The MirrorARCHIVES: Jan 20-26.2005 Vol. 20 No. 30  
The Front

Who's your mommy?

>> Quebec bucks a national trend that helps adoptees find their parents

 

by KRISTIAN GRAVENOR

Local journalist Bram Eisenthal, 47, has developed an international, award-winning reputation for reporting on UFOs, but the chances he'll ever track down his biological parents are probably no greater than him getting face to face with the green men from Mars.

His quest to solve his "ultimate mystery" is not a knock against his now-deceased adoptive parents. "They loved me to death," he says. "I was never looking for parents. I was looking for an identity, that infamous final piece of the puzzle."

Most other provinces have passed or are passing laws empowering adopted children to learn the identities and perhaps meet their biological parents, and indeed Ontario is introducing legislation to do so this year. But Quebec has no specific timetable to introduce changes, according to Ministry of Health and Social Services spokesperson Hélène Gingras. She says that while discussions are under way, there are no current plans to change the laws, which make it almost impossible for many adoptees to find their biological parents.

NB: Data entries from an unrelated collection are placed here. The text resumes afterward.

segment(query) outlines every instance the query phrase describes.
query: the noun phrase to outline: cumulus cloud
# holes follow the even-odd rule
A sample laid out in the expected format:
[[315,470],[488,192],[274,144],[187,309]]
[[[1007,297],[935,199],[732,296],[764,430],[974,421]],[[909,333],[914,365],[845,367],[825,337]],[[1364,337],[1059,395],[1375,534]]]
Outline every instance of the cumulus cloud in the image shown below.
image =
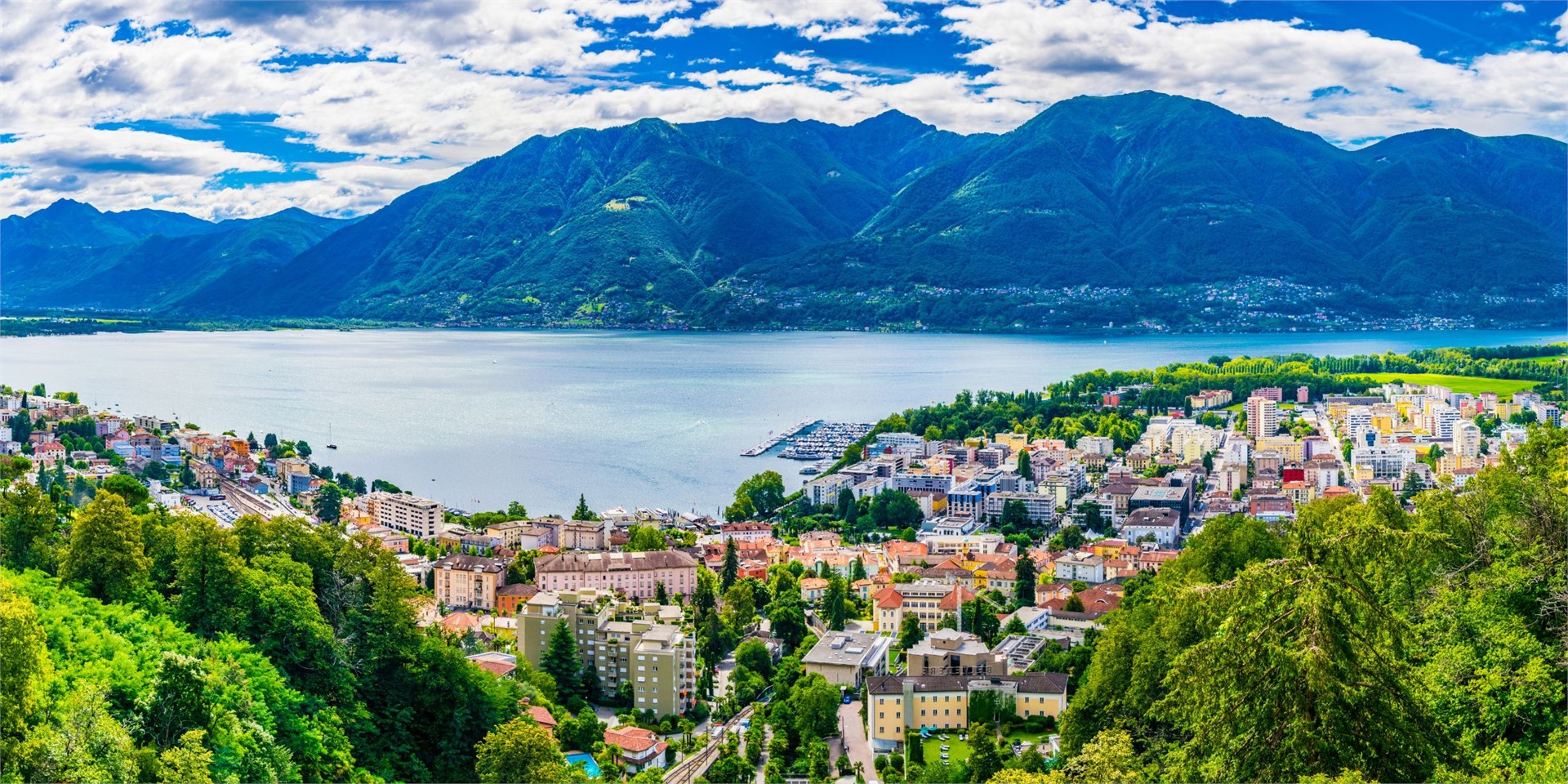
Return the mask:
[[[572,127],[649,116],[850,124],[898,108],[956,132],[1005,132],[1066,97],[1138,89],[1347,146],[1436,125],[1562,136],[1568,14],[1552,25],[1555,45],[1449,63],[1364,31],[1200,22],[1152,0],[9,3],[0,213],[61,196],[204,216],[364,213]],[[746,50],[778,49],[776,31],[795,45]],[[925,71],[878,64],[883,36],[914,33],[942,49]],[[691,52],[701,34],[723,36],[726,50]],[[331,155],[182,138],[223,116],[263,118]]]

Eisenthal says he's tried everything, including bribery, to find out what's written in a sealed file in Quebec City. No luck. Nor did other leads pan out. He was shown his file as handled by the Jewish Family Services of the Baron de Hirsch Institute, a local community group, but alas, it was empty. An Internet hook-up with what seemed to possibly be his mother turned out to be a false lead, and government promises to loosen up adoption records, later abandoned, have all added to Eisenthal's dejection.

He's left idly speculating that his resemblance to his adoptive father isn't evidence that he was the product of his adoptive father with a surrogate mother. "My adoptive parents told me that they rescued me in an accident," he says. "It's a fable that many adoptive parents tell their children."

Adoption experts confirm Eisenthal's dim view of Quebec's attitude towards curious adoptees. "Quebec has had highly irregular situations with regards to adoption in the past - we're talking phony names, stolen and hidden files and altered information," says Monica Byrne, registrar of Parent Finders National Capital Region. She says the bureaucratic mess is complicated by the province's many agencies that once handled adoptions, and that francophones looking for their parents are more organized than their anglo-Quebec counterparts.

Quebec parent-hunters are getting impatient, she says. "These adoptees are noticing that we've got gay people getting married and divorced and all this other social reform happening, but this adoption thing is still hanging around. We'll have to make huge changes in attitude to ever access the files in Quebec."

Eisenthal agrees that there's an advanced level of ire among others stymied by bureaucrats in their search for relatives. He can never meet his birth mother if she doesn't give the green light to do so, but chances are that the province hasn't been able to find her. He says nobody will update him on the details of the search.

After musing idly about his potential lineage, Eisenthal remembers that his personal questions might never be answered. "It's not right, it's immoral," he says. "It's a hot button topic. I could see violence erupting around this. People are so pissed off about their rights being denied."